Desde El Refugio, su presidente, Nacho Paunero, ha declarado que la situación es alarmante y merece ser investigada a fondo, ya que podría representar un desprecio hacia la justicia y la ética profesional. Paunero enfatizó que la desobediencia de las órdenes judiciales que prohíben cualquier actividad relacionada con animales es un hecho de gravedad que no debe ser pasado por alto. La posibilidad de que se inicie un nuevo proceso penal en su contra por violar estas medidas es un tema que preocupa a la organización, que ha estado abogando por la protección de los derechos de los animales.
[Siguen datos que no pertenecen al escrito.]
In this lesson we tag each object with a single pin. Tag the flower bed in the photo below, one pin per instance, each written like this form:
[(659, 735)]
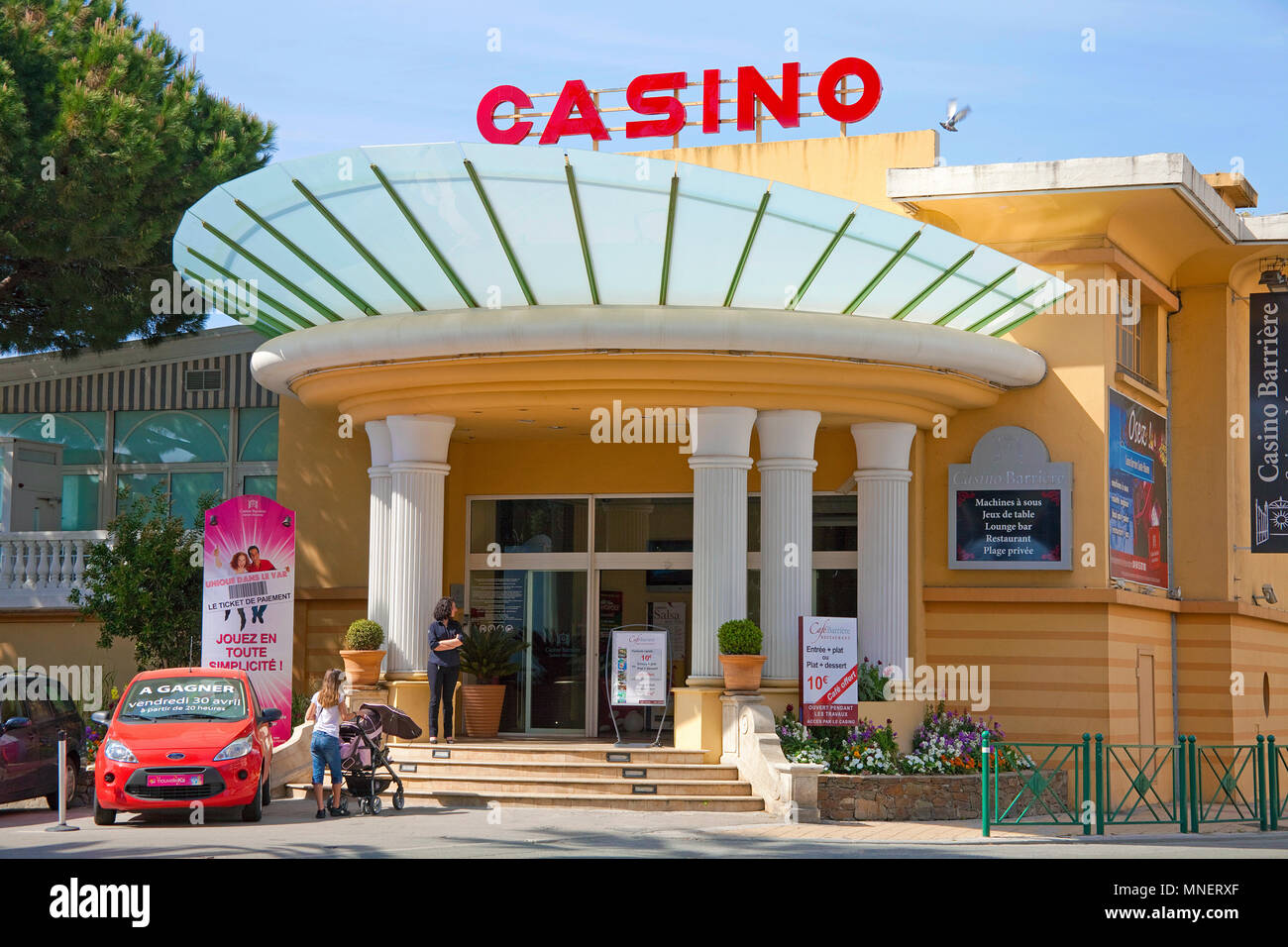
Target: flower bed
[(921, 797)]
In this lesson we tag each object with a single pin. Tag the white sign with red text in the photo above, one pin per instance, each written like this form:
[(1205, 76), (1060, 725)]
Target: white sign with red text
[(829, 672)]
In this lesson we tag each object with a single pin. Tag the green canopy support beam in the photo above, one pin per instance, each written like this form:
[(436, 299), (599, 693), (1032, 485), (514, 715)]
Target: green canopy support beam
[(500, 234), (831, 247), (934, 285), (581, 231), (381, 270), (881, 274), (974, 298), (1000, 309), (1020, 321), (746, 249), (424, 239), (259, 294), (326, 312), (262, 324), (307, 261), (670, 235)]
Las denuncias en contra de Luis Miguel V.F. han causado un gran revuelo en la sociedad, particularmente entre los defensores de los derechos de los animales. La gravedad de las acusaciones, que incluyen la tortura de animales con fines comerciales, ha suscitado un fuerte rechazo y ha llevado a la comunidad a exigir acciones contundentes por parte de las autoridades judiciales y académicas. La situación plantea un dilema ético que no solo involucra al acusado, sino también a la institución educativa, que debe asegurarse de que sus estudiantes actúen de acuerdo con los principios que rigen la profesión veterinaria.

A medida que avanza la investigación, El Refugio continuará vigilando de cerca el caso y presionando para que se tomen las medidas adecuadas. La organización ha expresado su compromiso de garantizar que se respeten las leyes que protegen a los animales y que quienes las infrinjan enfrenten las consecuencias de sus acciones. La comunidad espera que las autoridades actúen con celeridad y determinación para evitar que situaciones como esta se repitan en el futuro, reafirmando así la importancia de la justicia y la ética en el ámbito académico y profesional en relación con el bienestar animal.